Live Aid's most recent analogue had been the Rock Against Racism concert at Victoria Park in 1978. But that concert was tied to Britain's racial tensions. However galvanising, spirited and idealistic its aims, those tensions have somehow tainted the memory of that day. Not so with Live Aid. This was not a concert to sort out the knot of troubles of our rainy island. It was to sort out those of a faraway place, under a clear blue African sky — a problem which, for many in Britain at the time, appeared morally straightforward: There was a famine. Innocent people were starving. And music and people’s generosity could save them. It was an intoxicatingly romantic idea. The truth of course was more complex. Live Aid eventually raised tens of millions of pounds, an amount far in excess of expectations. But in reality, it was a drop in the ocean. As McSmith has pointed out, not long after Live Aid the British government secured an arms deal with Saudi Arabia worth £43 billion. The name Geldof had given his supergroup, Band-Aid, described the temporary, sticking-plaster solution Live Aid ultimately provided.

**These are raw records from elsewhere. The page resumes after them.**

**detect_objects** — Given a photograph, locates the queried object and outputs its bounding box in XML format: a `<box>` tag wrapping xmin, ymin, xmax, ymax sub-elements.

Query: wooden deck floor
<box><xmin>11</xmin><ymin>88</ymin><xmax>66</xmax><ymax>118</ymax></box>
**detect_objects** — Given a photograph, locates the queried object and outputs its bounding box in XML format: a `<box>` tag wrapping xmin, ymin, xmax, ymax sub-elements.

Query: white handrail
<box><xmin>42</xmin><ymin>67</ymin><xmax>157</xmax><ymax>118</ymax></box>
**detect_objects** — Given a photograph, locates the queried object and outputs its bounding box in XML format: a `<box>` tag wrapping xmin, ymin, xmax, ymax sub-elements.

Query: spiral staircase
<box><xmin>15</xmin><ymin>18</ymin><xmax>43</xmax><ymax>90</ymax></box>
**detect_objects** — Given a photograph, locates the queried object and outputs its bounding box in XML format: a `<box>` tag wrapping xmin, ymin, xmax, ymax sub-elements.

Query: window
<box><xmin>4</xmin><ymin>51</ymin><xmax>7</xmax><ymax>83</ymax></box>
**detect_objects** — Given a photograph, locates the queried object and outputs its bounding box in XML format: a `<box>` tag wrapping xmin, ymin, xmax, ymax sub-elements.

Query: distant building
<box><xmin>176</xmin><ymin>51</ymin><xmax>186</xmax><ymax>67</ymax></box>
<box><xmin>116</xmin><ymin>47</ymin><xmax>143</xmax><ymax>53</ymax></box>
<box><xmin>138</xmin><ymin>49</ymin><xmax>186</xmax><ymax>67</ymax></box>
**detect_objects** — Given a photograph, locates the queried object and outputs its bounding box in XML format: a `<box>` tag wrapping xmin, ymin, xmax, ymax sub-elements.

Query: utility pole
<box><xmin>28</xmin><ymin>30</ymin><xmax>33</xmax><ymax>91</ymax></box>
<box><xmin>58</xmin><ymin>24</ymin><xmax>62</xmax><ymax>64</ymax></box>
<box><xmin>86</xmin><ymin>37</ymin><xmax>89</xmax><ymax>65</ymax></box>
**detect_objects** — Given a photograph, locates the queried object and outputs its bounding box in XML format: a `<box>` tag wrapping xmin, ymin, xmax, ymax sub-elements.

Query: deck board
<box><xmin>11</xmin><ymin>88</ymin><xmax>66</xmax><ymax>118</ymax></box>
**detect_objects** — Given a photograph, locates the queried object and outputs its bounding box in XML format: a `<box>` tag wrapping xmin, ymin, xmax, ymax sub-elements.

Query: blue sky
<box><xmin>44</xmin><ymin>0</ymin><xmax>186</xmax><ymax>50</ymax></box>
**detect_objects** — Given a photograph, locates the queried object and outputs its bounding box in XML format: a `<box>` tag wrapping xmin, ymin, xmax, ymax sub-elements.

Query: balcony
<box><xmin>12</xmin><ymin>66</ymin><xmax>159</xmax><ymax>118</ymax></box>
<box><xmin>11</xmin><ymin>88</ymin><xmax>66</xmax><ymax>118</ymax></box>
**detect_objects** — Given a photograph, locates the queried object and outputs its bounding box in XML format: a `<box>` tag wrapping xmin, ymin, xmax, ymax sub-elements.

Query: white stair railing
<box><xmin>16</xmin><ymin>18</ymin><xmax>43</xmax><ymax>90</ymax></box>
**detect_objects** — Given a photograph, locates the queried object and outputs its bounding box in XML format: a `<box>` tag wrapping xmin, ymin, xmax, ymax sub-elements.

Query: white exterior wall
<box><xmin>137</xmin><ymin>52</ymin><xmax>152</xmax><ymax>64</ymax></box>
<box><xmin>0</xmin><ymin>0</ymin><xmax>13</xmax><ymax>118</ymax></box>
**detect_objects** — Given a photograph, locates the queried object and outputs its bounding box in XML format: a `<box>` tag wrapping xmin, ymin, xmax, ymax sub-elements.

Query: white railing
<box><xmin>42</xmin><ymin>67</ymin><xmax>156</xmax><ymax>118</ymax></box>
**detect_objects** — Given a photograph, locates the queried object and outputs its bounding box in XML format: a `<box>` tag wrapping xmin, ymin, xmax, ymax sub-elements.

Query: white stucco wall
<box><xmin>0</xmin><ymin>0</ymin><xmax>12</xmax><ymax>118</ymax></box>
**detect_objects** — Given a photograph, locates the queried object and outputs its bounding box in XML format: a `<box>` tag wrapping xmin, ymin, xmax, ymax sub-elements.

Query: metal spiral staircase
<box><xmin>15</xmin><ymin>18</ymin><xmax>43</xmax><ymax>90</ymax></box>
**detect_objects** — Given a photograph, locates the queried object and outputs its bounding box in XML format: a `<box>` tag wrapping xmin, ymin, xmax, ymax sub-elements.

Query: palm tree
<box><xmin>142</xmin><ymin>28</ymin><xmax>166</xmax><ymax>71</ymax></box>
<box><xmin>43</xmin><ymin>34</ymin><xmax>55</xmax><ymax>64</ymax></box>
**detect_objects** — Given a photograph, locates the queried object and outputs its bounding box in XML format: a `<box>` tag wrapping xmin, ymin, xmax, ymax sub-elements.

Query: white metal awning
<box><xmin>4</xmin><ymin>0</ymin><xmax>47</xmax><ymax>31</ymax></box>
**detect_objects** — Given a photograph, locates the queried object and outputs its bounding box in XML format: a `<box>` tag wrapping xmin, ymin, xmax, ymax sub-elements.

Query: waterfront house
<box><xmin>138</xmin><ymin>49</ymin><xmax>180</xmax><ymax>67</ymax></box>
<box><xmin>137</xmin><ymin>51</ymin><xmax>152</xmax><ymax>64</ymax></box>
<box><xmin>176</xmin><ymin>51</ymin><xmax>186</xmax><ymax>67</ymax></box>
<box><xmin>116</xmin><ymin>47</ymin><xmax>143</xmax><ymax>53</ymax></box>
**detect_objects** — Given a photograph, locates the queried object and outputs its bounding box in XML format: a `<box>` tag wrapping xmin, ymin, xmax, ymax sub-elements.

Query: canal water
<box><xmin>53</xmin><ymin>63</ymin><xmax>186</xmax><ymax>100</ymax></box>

Live Aid has lasted longer in the national memory than the famine in Ethiopia: The slightly fuzzy 1980s television images of the sun-bleached stadium, the almost baffling stream of world-famous stars. Freddie Mercury’s arm hoisted aloft, Simon Le Bon producing a squeaky bum note during Duran Duran’s set. It all seems to have come through the intervening years, leaving much of what the concert was for behind. It is still mostly remembered as a utopian day of sunshine, when the majority of people in Britain came together in common empathy. It might have taken a little vulgar prompting from a punk graduate, but in the end they gave generously to a crisis Margaret Thatcher largely ignored. Despite Thatcher’s claims to the contrary, perhaps there was such a thing as society, after all.